On this day, though, Muresan was in his prime, a man knocking on the door of, if not greatness, certainly, perhaps pretty-goodness. Unequivocal not-badness, at the very least. He was averaging 10 points and just under seven boards and two blocked shots per game. He somehow managed to shoot over 70% from the line despite having hands that looked like pterodactyls. After a quarter of back-and-forth action, during which time Webber proved lithe and crafty, the young star left the game with an injury, carving a big hole in the Bullets’ front-court rotation. But never fear, Gheorghe Muresan was there! Muresan played a miraculous and likely career threatening 39 minutes, snowshoeing up and down the court like a Space Jam kaiju, racking up 18 points, 12 boards, and four blocks, en route to a…one-point loss. While Muresan was doing his best impression of a peak Mike Giminski, teammate Doug Overton was clanking long twos by the bushel. Not even a feisty 23 points from margarine tower Don McClean could save the day for the leaden Bullets.
What I remember most from that game is the peculiar physics of Muresan’s lonely stampede down the floor. Watching him run made me wonder what running was anyway. Did both gargantuan feet have to be off the ground, however briefly, at the same time? Was there a minimum speed? Say 4.3 miles per hour? Was he really just marching while looking strained and purposeful? Muresan prompted other quandaries. Like, for example, were jump-free dunks truly dunks? Was he so tall that his status as a basketball player was somehow in question (not fair!)? Or did his parodic ultra-height align with game’s ideal?
In any case, Kenny Anderson had 20 points on a respectable seven of 15 from the floor, good ole Armen Gilliam confiscated 28 points for himself, and the Nets won. The outcome mattered not at all to either team but the game matters to me now, decades later, because my mother recently mailed me the original ticket stub (the listed price was 50 bucks, but it was likely bought at a steep discount by my loving, coupon-brained father) for the game in question, along with some newspaper articles and a card. The ticket itself is graphically tepid (Anderson dribbles, appropriately, in isolation while off on the right-hand margin, alone and unguarded, Coleman dunks his very own basketball, as Nets insignia slash diagonally across aisle and seat numbers), though it is a portal to another time, a discrete moment of history that everyone could seemingly do without .
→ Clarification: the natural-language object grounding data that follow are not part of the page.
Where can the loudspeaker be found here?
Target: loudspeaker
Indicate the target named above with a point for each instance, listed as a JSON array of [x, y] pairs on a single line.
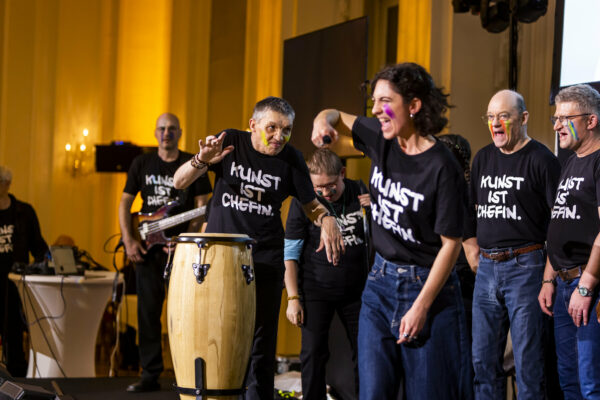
[[117, 157]]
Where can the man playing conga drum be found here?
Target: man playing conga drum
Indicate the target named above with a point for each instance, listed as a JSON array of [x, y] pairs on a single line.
[[255, 172]]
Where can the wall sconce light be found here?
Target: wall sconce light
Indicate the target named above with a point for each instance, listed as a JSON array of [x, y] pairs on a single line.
[[79, 155]]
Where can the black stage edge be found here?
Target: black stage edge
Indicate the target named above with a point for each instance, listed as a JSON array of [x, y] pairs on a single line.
[[103, 388]]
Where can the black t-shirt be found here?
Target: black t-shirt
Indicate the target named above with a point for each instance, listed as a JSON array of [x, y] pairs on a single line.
[[153, 178], [513, 194], [574, 222], [249, 189], [319, 279], [7, 230], [415, 198]]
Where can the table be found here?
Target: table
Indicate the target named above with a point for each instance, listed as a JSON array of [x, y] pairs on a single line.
[[64, 314]]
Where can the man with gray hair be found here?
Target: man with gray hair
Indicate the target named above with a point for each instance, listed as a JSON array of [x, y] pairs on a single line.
[[513, 183], [20, 235], [255, 172], [571, 279]]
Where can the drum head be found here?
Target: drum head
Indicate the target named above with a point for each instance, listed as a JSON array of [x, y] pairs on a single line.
[[200, 238]]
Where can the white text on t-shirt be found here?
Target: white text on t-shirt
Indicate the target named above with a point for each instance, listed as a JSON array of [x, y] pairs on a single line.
[[386, 212], [561, 210], [496, 206]]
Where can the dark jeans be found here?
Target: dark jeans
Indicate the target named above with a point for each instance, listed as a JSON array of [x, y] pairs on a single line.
[[578, 349], [436, 365], [12, 327], [506, 295], [315, 337], [261, 371], [150, 286]]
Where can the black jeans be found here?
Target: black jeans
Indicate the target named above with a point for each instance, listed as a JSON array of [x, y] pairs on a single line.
[[12, 325], [150, 285], [315, 342], [261, 370]]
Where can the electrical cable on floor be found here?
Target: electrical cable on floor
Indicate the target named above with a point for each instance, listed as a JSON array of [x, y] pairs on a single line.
[[38, 319], [113, 354]]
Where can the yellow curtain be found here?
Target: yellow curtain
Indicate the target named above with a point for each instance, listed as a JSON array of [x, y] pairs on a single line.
[[264, 52], [414, 32]]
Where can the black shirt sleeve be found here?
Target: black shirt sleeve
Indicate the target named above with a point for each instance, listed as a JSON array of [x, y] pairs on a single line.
[[365, 135], [450, 202], [551, 177], [297, 223], [36, 243], [302, 184], [133, 185]]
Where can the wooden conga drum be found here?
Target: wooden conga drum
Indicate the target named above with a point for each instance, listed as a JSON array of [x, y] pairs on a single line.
[[210, 311]]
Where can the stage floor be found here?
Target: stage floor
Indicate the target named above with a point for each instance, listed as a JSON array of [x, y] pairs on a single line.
[[104, 388]]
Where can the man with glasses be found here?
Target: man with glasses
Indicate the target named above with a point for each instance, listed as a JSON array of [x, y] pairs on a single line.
[[573, 264], [20, 236], [513, 183], [151, 175], [254, 173], [316, 288]]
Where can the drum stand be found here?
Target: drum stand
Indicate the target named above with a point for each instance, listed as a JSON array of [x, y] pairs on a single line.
[[199, 391]]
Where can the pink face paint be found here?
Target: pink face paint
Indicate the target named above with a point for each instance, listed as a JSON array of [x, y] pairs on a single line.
[[387, 109], [573, 130], [263, 136]]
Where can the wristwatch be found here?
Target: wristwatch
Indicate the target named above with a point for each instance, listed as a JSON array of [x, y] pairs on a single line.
[[584, 292]]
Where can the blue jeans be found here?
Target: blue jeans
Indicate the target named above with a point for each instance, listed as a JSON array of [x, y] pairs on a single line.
[[506, 295], [577, 349], [436, 365]]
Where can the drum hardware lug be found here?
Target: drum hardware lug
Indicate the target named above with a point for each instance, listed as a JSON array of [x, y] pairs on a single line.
[[200, 391], [200, 271], [248, 273]]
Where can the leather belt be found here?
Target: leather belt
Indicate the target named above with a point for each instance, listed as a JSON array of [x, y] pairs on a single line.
[[569, 274], [508, 254]]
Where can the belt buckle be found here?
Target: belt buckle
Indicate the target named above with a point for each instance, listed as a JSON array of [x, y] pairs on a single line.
[[497, 255]]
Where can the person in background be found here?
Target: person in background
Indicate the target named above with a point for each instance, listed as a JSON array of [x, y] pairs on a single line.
[[570, 288], [151, 175], [466, 265], [20, 237], [316, 288]]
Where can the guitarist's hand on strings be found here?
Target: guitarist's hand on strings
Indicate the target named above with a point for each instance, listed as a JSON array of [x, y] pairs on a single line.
[[211, 149], [134, 250]]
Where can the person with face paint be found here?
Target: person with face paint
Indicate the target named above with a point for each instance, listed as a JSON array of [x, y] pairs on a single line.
[[151, 175], [570, 289], [20, 239], [412, 321], [513, 182], [254, 173], [317, 289]]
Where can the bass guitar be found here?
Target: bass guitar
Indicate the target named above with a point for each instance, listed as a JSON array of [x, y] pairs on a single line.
[[151, 226]]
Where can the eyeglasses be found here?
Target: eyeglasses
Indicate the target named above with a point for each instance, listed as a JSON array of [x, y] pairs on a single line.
[[490, 117], [330, 187], [563, 118]]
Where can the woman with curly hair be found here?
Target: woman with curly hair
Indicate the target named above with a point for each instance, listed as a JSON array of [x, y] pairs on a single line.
[[412, 322]]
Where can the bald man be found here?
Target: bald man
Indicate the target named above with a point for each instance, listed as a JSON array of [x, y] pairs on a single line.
[[513, 183], [152, 176]]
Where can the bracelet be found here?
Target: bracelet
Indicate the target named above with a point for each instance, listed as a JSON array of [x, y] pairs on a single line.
[[325, 214], [197, 163]]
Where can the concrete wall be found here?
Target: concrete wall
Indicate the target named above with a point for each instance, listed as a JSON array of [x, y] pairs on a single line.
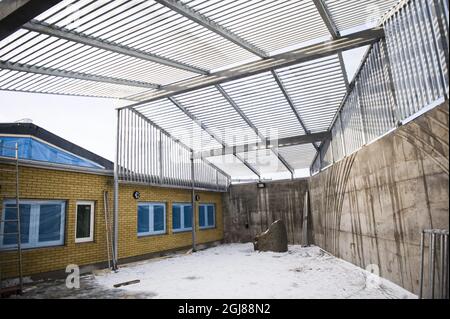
[[249, 211], [370, 207]]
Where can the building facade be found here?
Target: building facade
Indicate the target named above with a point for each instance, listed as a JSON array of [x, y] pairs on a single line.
[[64, 218]]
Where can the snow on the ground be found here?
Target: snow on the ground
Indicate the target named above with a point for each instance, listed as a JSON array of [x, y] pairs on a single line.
[[237, 271]]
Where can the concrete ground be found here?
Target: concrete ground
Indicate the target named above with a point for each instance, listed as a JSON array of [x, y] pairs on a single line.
[[231, 271]]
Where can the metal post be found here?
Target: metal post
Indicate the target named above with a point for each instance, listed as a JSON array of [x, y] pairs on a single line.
[[422, 248], [193, 201], [441, 248], [344, 149], [161, 176], [116, 197], [19, 235], [446, 270], [431, 263]]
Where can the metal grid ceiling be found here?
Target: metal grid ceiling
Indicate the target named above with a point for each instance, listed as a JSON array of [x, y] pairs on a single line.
[[132, 49], [270, 25]]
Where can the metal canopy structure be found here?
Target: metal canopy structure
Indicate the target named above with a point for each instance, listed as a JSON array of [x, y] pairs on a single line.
[[223, 90], [245, 88]]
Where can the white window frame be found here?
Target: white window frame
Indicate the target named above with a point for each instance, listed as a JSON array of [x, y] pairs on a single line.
[[151, 218], [206, 205], [33, 234], [91, 230], [182, 228]]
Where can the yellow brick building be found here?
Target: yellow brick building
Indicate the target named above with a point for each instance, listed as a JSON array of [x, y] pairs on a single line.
[[70, 185]]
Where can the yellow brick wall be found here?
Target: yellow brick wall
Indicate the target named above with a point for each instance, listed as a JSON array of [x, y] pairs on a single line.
[[48, 184]]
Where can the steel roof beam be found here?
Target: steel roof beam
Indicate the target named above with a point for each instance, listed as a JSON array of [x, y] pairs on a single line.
[[270, 144], [14, 13], [74, 75], [202, 20], [77, 37], [205, 128], [178, 141], [309, 53], [253, 127], [291, 104]]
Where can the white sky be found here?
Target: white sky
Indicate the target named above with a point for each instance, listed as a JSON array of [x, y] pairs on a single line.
[[88, 122]]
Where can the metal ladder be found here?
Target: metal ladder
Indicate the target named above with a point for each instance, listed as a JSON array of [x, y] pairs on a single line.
[[4, 288]]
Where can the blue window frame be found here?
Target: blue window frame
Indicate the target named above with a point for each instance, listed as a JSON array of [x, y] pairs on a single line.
[[41, 224], [181, 217], [33, 149], [207, 216], [151, 219]]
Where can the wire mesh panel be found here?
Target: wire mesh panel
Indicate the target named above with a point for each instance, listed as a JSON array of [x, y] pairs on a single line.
[[417, 40], [148, 155], [352, 121], [374, 96], [400, 76]]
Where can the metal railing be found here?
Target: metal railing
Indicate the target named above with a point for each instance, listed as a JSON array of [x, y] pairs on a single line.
[[400, 75], [436, 286]]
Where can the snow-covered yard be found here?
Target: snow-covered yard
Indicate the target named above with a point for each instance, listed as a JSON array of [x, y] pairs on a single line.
[[236, 271]]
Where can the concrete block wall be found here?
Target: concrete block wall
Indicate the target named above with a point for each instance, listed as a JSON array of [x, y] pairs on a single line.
[[249, 210], [371, 207]]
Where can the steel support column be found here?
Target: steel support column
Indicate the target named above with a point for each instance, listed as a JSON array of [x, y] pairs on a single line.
[[116, 197]]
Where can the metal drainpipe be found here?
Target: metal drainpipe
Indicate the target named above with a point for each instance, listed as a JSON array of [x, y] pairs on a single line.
[[116, 197], [193, 201]]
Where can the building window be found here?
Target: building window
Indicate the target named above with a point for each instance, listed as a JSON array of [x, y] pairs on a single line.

This wasn’t a happy time in my life. It was late in my sophomore year of high school. My good friend Joe Pesci  had just moved to Florida. I had stopped playing sports and had begun reading science fiction novels. That’s enough personal information, ok? It felt the way it sounds—not tragic, by any means, but standing in the middle of a field by yourself lonely. Still, there is a part of me that says, almost audibly, whenever I gaze upon an artefact such as this, I would give anything to go back.
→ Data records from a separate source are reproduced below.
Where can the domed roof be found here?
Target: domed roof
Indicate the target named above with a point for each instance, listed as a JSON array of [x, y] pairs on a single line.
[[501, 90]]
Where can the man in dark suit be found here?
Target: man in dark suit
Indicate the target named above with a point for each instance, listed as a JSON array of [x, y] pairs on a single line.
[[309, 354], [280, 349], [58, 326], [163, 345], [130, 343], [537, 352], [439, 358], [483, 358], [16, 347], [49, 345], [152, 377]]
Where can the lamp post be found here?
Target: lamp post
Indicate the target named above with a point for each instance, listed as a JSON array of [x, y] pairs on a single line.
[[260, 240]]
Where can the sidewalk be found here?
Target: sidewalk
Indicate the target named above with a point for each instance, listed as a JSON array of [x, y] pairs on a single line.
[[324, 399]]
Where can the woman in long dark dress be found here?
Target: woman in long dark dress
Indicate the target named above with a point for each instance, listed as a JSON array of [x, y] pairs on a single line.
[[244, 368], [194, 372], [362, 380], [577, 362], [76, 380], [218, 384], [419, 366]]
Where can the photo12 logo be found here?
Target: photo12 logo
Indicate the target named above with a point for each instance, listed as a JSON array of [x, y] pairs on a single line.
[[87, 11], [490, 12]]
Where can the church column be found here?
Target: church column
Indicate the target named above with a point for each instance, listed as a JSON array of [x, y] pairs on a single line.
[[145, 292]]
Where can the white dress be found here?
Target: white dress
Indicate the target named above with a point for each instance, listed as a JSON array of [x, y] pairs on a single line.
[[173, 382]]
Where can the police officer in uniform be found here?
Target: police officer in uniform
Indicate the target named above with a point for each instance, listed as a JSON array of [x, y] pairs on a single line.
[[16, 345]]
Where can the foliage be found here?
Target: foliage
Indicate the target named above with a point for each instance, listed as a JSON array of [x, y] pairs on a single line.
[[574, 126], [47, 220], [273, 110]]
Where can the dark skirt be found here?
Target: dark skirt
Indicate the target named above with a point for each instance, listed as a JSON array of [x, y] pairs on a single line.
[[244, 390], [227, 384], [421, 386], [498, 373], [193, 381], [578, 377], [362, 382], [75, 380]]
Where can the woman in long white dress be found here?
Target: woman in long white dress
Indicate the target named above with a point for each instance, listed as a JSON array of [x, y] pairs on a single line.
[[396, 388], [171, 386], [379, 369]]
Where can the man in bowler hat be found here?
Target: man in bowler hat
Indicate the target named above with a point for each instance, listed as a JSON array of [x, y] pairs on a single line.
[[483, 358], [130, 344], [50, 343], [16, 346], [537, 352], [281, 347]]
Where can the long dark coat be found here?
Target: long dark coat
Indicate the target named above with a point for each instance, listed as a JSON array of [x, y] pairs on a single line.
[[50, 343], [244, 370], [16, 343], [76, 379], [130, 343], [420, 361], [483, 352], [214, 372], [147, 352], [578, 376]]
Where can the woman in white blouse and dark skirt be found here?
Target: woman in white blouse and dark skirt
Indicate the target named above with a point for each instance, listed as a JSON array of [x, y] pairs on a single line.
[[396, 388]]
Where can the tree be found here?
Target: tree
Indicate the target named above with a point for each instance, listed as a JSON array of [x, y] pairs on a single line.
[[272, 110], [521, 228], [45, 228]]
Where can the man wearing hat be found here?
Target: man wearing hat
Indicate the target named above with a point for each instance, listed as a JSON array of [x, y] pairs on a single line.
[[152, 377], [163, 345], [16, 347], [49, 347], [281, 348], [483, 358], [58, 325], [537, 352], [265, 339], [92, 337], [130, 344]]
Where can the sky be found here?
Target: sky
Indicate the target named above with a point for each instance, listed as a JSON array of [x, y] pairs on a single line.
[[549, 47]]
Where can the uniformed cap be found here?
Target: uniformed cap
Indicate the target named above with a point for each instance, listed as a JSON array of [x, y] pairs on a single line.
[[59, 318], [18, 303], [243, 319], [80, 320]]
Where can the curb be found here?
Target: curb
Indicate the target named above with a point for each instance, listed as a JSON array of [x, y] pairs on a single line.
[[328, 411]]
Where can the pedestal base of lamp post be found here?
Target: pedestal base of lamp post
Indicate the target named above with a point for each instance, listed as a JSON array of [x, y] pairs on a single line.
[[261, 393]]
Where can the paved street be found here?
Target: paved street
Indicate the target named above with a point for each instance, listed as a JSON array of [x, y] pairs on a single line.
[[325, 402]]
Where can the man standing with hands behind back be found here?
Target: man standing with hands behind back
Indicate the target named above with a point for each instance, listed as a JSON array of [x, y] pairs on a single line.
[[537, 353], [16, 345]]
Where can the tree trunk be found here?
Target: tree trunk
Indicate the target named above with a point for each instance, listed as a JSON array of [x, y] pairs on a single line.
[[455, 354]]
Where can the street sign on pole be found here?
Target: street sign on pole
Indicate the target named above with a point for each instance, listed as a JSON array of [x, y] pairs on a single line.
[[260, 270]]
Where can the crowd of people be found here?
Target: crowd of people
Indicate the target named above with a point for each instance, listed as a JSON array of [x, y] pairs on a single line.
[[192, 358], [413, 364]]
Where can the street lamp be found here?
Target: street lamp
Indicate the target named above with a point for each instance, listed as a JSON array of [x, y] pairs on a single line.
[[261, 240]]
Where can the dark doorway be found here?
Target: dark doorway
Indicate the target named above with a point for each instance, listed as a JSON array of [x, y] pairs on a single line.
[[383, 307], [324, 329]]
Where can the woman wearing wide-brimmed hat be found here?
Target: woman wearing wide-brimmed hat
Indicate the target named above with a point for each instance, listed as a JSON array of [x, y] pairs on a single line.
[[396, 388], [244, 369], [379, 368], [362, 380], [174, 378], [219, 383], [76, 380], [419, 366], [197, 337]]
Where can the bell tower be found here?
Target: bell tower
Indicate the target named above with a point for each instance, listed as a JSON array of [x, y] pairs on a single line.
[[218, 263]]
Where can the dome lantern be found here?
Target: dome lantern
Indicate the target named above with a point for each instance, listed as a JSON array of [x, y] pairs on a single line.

Why does this happen? It’s not because of Gheorghe Muresan’s sloping hook shot, that’s for sure. Neither is it because I want to return to the heady days of chaperoned driving with my learner’s permit in an ’83 Chevy Chevette. My guess is it’s your basic fear of dying and loss kind of stuff mixed with some suppressed but genuine affection for the past—I would, come to think of it, give an extraordinary amount of money just to be able to walk back into my old house, close my eyes, smell it, open my eyes, and see it as it was and not as I remember—all fish-eyed and foggy, a fading dream. I would give anything to be able to sit on the front porch again with my brother and friends and to have time the way very rich people have money. To talk, and stare at the cars driving by, the bees in my mother’s garden.
If I let myself dream of heaven, I see it as a place where, among other riches, the past is almost like a town you can visit, and while you’re there, the parts of you that are broken or missing are found  or fixed but without costing you who you are. You can be yourself there but be whole. You can come and go as you wish, leaving without estrangement, and always somehow remaining fully in the place that you left.
And so, in heaven, the undermanned Bullets are always just barely losing to the charmless Nets, and that’s as it should be, and if I peel my eyes away from the court I can turn and see my father, sitting beside me, worrying about traffic, and—though it doesn’t matter anymore, we are safe and have time in abundance—the long drive home in the dark.
 7’7” actually.
 For example, I could find nowhere online any reference to Webber’s in-game injury, though I didn’t imagine it; the box score reveals that he only played 15 minutes, and I remember the deflated feeling of watching that game’s biggest star wince from the court early in the contest.
 From Marilynne Robinson’s great novel Housekeeping: “She conceived of life as a road down which one traveled, an easy enough road through a broad country, and that one's destination was there from the very beginning, [including finally] a room where everything one had ever lost or put aside was gathered together, waiting.”